Sunday, December 21, 2008

Left-over Obama links

Clearing up some tabs that have been left open way too long…

Michael Barone: With victory in sight, Barack Obama’s supporters are predicting that he will give us a new New Deal. To see what that might mean, let’s look back on the original New Deal.

The purpose of New Deal legislation was not, as commonly thought, to restore economic growth but rather to freeze the economy in place at a time when it seemed locked in a downward spiral. Its central program, the National Recovery Administration (NRA), created 700 industry councils for firms and unions to set minimum prices and wages.

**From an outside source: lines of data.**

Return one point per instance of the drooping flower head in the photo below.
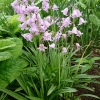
(42, 47)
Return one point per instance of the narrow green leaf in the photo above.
(5, 56)
(13, 94)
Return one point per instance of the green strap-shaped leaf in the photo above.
(6, 43)
(10, 70)
(15, 95)
(5, 56)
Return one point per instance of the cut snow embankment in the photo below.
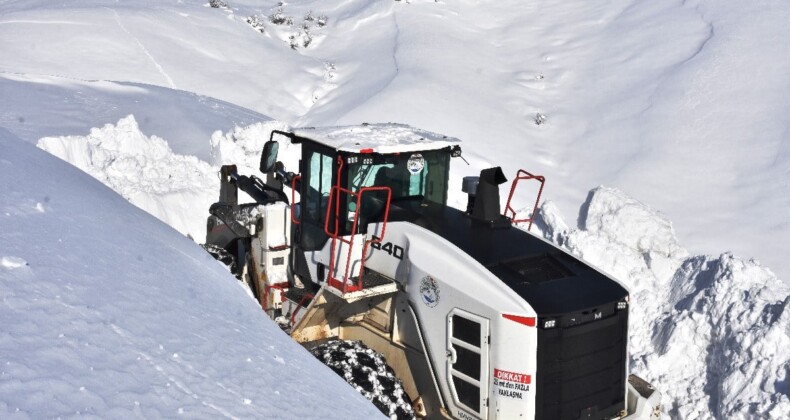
(108, 313)
(710, 332)
(177, 189)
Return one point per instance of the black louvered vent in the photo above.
(581, 369)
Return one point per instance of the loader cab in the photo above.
(338, 162)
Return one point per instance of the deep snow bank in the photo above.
(108, 313)
(177, 189)
(710, 332)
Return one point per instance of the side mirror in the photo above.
(269, 156)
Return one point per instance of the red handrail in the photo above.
(523, 175)
(334, 197)
(293, 197)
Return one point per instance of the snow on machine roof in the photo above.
(377, 138)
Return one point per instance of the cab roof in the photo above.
(377, 138)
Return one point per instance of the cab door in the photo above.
(467, 362)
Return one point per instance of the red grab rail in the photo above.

The Agricultural Adjustment Act (AAA), the ancestor of our farm bills, limited production to hold up prices. Unionization, encouraged by NRA and the 1935 Wagner Act, was meant to keep workers in jobs that the unemployed would have taken at lower pay.

These policies did break the downward spiral. But, as Amity Shlaes points out in The Forgotten Man, they failed to restore growth. Double-digit unemployment continued throughout the 1930s; despite population growth, the economy failed to rebound to 1920s production levels. High taxes on high earners (a Herbert Hoover as well as Franklin Roosevelt policy) financed welfare payments (“spread the wealth around”) but reduced investment and growth.

Michael Knox Beran: Obama, Shaman.: He is not the first politician to argue that politics can redeem us, but in posing as the Adonis who will turn winter into spring, he revives one of the more pernicious political swindles: the belief that a charismatic leader can ordain a civic happy hour and give a people a sense of community that will make them feel less bad. [Drawings by Arnold Roth!]
One more Ayers item (oh, please, let it be the last).
Sol Stern: The Bomber as School Reformer.: Calling Bill Ayers a school reformer is a bit like calling Joseph Stalin an agricultural reformer. (If you find the metaphor strained, consider that Walter Duranty, the infamous New York Times reporter covering the Soviet Union in the 1930s, did, in fact, depict Stalin as a great land reformer who created happy, productive collective farms.)
There, now I can close that window. On the computer, at least; not on the future.

Once, in a noisy tavern, I was chatting with the lady who supplied the potted plants for the place, and asked her, "What's the matter with my fuchsia?" She said, "Well, maybe you could get a better job, and not spend so much time in noisy taverns."

The fuchsia will be here before we know it.